Xavier Alcalá. A veces, el asunto se asienta sólo, en el caso de RDSI (Red Digital de Servicios Integrados), que usamos en España, en toda Hispanoamérica es ISDN, a la yanqui. ¿Por qué Telefónica no impuso as siglas en inglés? Tuvimos suerte de que no pudiese con el espíritu de la lengua.
He de decir que el mayor fracaso de la democracia es la mala enseñanza de la lengua y las matemáticas. Me declaro partidario de las revalidas y los exámenes de ingreso en las carreras. Los chavales no se saben expresar y no valoran nada la lengua, cuesta entender qué dicen en los examenes
Belén Moreno de los Ríos. Es que se está enseñando la lengua como hace cuarenta años, el alumno no tiene conciencia de la importancia del idioma para expresarse. No conocen el código, ni mucho menos. La toma de conciencia debe de poder transmitirse de forma que interese a todos. Cada uno debería conocer sus carencias y necesidades.
Manuel Mercader. Hay un peligro muy próximo también en el envío de correos electrónicos y por teléfonos móviles que se prestan a escribir de forma muy abreviada, utilizar palabras que no son las adecuadas. Hay que cuidar también el dominio del código en este aspecto porque es el género epistolar actual, cada vez más frecuente.
Andrés Elhazaz. Después de haber abandonado el género epistolar, la gente en el correo electrónico utiliza un lenguaje abreviado ¿Por qué? Se puede ser extenso.
Juan José Alzugaray. La gente responde cuando les expones estos temas del lenguaje y escriben a los autores que publican sobre la defensa de la lengua. En eso se ve que les importa.
Belén Moreno de los Ríos. Con el uso del correo electrónico se está perdiendo la línea que separa la lengua escrita y la oral. No se usa el mismo lenguaje en una carta de amor que en una conversación amorosa por teléfono. Esto puede conducir a confusiones, malos usos, vicios de la lengua que hay que vigilar.
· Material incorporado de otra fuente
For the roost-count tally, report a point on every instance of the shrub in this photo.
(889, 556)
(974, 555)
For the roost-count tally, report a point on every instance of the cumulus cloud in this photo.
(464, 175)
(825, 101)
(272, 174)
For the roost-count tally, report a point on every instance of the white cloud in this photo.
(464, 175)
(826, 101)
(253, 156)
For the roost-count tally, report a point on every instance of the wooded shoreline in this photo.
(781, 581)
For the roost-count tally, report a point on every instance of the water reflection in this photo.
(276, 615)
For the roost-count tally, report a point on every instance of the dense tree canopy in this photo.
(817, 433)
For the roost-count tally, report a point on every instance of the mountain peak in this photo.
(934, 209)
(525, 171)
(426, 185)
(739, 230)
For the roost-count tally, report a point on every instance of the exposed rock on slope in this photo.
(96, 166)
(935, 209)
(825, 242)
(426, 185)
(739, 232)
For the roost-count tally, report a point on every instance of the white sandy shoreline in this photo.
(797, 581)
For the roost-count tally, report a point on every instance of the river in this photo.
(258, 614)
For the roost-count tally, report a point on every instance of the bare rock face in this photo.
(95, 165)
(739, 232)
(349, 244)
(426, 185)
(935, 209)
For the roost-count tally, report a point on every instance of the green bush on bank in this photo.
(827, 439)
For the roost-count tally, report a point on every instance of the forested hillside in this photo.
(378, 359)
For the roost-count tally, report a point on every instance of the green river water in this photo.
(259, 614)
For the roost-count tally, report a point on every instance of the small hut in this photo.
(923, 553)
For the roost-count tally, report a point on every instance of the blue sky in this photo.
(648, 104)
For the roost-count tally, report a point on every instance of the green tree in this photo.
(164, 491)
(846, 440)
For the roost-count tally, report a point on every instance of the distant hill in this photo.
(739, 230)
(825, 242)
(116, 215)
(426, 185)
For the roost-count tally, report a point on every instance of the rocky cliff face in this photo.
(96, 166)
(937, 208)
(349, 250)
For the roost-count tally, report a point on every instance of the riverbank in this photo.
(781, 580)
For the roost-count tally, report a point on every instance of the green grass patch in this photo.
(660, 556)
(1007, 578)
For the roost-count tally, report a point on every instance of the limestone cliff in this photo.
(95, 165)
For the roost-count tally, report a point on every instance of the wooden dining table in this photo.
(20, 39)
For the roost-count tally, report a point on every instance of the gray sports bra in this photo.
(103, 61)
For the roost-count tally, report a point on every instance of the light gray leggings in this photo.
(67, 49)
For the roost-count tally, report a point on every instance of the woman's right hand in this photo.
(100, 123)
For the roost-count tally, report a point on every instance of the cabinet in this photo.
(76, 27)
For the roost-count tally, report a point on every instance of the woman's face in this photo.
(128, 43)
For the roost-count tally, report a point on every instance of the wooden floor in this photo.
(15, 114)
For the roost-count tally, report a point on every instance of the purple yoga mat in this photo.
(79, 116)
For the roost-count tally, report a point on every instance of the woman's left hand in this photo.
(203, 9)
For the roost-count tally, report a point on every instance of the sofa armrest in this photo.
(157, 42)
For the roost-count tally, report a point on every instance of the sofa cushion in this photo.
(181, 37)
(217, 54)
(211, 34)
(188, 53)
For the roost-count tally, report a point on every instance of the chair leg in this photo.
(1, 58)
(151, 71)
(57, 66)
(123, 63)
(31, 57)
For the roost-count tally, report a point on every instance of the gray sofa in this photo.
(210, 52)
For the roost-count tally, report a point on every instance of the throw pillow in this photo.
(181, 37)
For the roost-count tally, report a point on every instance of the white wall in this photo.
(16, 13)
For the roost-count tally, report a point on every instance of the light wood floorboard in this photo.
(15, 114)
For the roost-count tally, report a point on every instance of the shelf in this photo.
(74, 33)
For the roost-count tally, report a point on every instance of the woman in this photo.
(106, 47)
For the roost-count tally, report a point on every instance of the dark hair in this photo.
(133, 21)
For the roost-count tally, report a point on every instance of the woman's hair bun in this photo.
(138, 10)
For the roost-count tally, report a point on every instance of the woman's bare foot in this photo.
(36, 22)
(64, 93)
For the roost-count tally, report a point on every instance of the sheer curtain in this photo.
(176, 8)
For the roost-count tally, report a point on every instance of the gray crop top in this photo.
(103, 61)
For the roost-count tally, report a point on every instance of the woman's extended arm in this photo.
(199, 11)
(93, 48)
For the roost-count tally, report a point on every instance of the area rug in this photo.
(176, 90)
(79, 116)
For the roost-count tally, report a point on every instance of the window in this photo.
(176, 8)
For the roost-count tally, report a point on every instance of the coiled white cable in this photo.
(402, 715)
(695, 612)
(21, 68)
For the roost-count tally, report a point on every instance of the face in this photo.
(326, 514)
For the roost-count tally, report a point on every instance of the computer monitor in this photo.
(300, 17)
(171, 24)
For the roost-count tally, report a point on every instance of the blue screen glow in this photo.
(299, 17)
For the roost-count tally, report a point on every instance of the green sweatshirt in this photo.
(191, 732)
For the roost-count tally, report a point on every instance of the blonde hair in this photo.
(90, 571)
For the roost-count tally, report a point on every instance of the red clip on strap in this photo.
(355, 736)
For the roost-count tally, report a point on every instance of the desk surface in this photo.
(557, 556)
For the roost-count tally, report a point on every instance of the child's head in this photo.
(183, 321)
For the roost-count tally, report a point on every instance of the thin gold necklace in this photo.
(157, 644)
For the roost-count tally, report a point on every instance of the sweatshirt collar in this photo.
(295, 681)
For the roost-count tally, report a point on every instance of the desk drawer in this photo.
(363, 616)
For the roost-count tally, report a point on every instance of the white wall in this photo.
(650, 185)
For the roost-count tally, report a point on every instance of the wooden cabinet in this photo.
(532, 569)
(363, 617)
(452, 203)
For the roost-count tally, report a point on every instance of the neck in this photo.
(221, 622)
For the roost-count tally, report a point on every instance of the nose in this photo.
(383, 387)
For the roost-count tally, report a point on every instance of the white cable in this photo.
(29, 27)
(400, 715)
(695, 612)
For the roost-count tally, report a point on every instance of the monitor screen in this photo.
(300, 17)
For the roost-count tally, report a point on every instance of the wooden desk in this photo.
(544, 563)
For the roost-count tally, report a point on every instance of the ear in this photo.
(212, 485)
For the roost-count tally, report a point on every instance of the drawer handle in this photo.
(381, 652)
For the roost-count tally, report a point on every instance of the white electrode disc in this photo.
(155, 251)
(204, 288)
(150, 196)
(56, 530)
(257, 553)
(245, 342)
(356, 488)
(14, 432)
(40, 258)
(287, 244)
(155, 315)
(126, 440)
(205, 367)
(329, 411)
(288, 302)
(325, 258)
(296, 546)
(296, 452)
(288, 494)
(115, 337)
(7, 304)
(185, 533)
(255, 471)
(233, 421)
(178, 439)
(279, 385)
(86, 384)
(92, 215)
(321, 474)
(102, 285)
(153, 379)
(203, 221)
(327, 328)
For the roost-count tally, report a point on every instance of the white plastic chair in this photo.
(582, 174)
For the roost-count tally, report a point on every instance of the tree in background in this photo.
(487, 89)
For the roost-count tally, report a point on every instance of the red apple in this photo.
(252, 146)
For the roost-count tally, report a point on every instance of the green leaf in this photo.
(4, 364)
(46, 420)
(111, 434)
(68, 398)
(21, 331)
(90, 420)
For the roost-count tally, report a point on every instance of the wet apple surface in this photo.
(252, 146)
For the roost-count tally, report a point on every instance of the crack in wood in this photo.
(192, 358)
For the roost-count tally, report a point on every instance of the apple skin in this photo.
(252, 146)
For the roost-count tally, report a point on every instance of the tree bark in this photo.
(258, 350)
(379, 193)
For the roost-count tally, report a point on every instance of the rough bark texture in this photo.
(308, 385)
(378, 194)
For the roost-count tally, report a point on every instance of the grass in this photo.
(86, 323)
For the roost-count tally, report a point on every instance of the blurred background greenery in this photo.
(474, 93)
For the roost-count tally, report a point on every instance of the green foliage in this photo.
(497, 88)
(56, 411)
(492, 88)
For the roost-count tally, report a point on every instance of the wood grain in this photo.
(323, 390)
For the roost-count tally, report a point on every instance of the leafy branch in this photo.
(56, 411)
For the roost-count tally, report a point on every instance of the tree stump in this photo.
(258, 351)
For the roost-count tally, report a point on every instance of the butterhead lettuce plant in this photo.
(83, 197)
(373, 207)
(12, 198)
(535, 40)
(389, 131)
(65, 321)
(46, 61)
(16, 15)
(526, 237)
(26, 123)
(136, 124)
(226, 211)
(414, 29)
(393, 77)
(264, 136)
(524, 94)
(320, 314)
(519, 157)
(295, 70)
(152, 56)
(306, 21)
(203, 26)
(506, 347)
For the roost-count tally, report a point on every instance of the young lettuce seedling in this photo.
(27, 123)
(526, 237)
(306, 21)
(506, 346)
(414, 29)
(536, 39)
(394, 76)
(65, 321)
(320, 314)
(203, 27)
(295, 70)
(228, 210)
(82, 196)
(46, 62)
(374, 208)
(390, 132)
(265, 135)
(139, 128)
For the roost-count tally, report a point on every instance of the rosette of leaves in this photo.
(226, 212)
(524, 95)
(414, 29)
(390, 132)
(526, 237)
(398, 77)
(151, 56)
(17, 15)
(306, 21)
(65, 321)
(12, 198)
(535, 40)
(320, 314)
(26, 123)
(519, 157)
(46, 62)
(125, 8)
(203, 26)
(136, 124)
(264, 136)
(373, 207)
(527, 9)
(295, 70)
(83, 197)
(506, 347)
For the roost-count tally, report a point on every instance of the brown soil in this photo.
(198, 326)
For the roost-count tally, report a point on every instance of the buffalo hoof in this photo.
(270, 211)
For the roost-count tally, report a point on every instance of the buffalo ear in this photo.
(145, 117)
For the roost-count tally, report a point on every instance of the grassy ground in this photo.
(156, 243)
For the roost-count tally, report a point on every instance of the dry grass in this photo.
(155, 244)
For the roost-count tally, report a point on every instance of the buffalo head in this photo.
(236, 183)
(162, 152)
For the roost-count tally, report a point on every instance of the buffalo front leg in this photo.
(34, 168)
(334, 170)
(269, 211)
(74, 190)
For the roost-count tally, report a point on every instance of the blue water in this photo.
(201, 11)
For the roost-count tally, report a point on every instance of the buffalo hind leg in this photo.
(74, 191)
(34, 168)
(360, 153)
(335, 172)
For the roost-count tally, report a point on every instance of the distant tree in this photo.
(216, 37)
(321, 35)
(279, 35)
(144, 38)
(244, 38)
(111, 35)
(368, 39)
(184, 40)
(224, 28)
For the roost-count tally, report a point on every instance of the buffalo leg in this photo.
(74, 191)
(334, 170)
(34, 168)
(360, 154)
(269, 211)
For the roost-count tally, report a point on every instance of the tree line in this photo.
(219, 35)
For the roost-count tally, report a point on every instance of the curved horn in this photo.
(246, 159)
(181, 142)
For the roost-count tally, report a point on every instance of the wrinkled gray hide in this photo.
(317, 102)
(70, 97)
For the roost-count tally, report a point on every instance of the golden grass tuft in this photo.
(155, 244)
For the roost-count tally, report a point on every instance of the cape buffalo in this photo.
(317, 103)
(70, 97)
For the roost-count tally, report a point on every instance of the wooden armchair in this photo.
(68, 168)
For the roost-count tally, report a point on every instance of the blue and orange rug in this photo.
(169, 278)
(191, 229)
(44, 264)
Andrés Elhazaz. Hay quien pide una fórmula común para escribir correos, porque hay quien los escribe como si fuera una carta , con formulismos antiguos. Hoy sobran una serie de convenciones. Yo los equiparo a las postales, que son públicas, breves y directas. El cuerpo puede ser lo intenso que quieras, pero hay que huir de formalismos.